Critics claim that as the substances on which remedies are based are often so diluted that there are no traceable elements of them left, they cannot be scientifically effective.

Herbal remedies: harnessing nature's healers

HERBAL medicine uses plants or plant extracts to treat illness.

According to the report, herbal medicine was found to help arthritis, heart and circulatory problems, the common cold and some prostate problems.

Herbal medicine has been used in Britain for centuries and like many complementary therapies aims to help the body to heal itself.

Risks associated with herbal medicines include side-effects and possible interaction with other drugs. There have even been reports of fatal toxic effects with some herbal products, although this is rare with products that originate in the UK.

New European regulations have restricted the use of certain treatments and uncertainty remains about exactly how the new rules will affect the use of herbal treatments in the future.

Chiropractice: manipulative medicine

CHIROPRACTIC therapy involves the diagnosis, treatment and management of conditions affecting joints, ligaments, tendons and nerves, particularly those of the spine.

The report found it to be helpful for back, shoulder and neck pain.

Treatment - which does not involve the use of drugs or surgery - consists of a wide range of manipulative techniques aimed at improving the function of the joints, relieving pain and muscle spasm.

The most serious potential risks of chiropractic therapy are spinal cord injury or stroke after manipulation of the neck.
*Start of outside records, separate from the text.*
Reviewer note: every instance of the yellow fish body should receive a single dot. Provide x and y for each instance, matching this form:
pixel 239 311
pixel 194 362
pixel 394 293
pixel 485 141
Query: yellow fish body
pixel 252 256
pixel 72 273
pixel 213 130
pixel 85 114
These are rare, though there have been calls for research to establish how significant the risks are.

The treatment is dangerous for pregnant women and people with osteoarthritis of the neck or spine.

Osteopathy: stretching away the pain

OSTEOPATHY is a way of detecting and treating damaged parts of the body such as muscles, ligaments, nerves and joints.

Practitioners use their hands to identify abnormalities within the bodies structure and function. They then use a variety of stretching, mobilising and manipulative techniques to encourage healing.

Osteopaths also offer exercise and general health advice to help patients reduce their symptoms.

The report found osteopathy to be effective for back, shoulder and neck pain. The treatment carries risk of spinal damage and stroke. However, there is a wide consensus that osteopathy is less risky in terms of spinal injury than chiropractic treatment because osteopaths usually use less forceful manipulation techniques on the spine.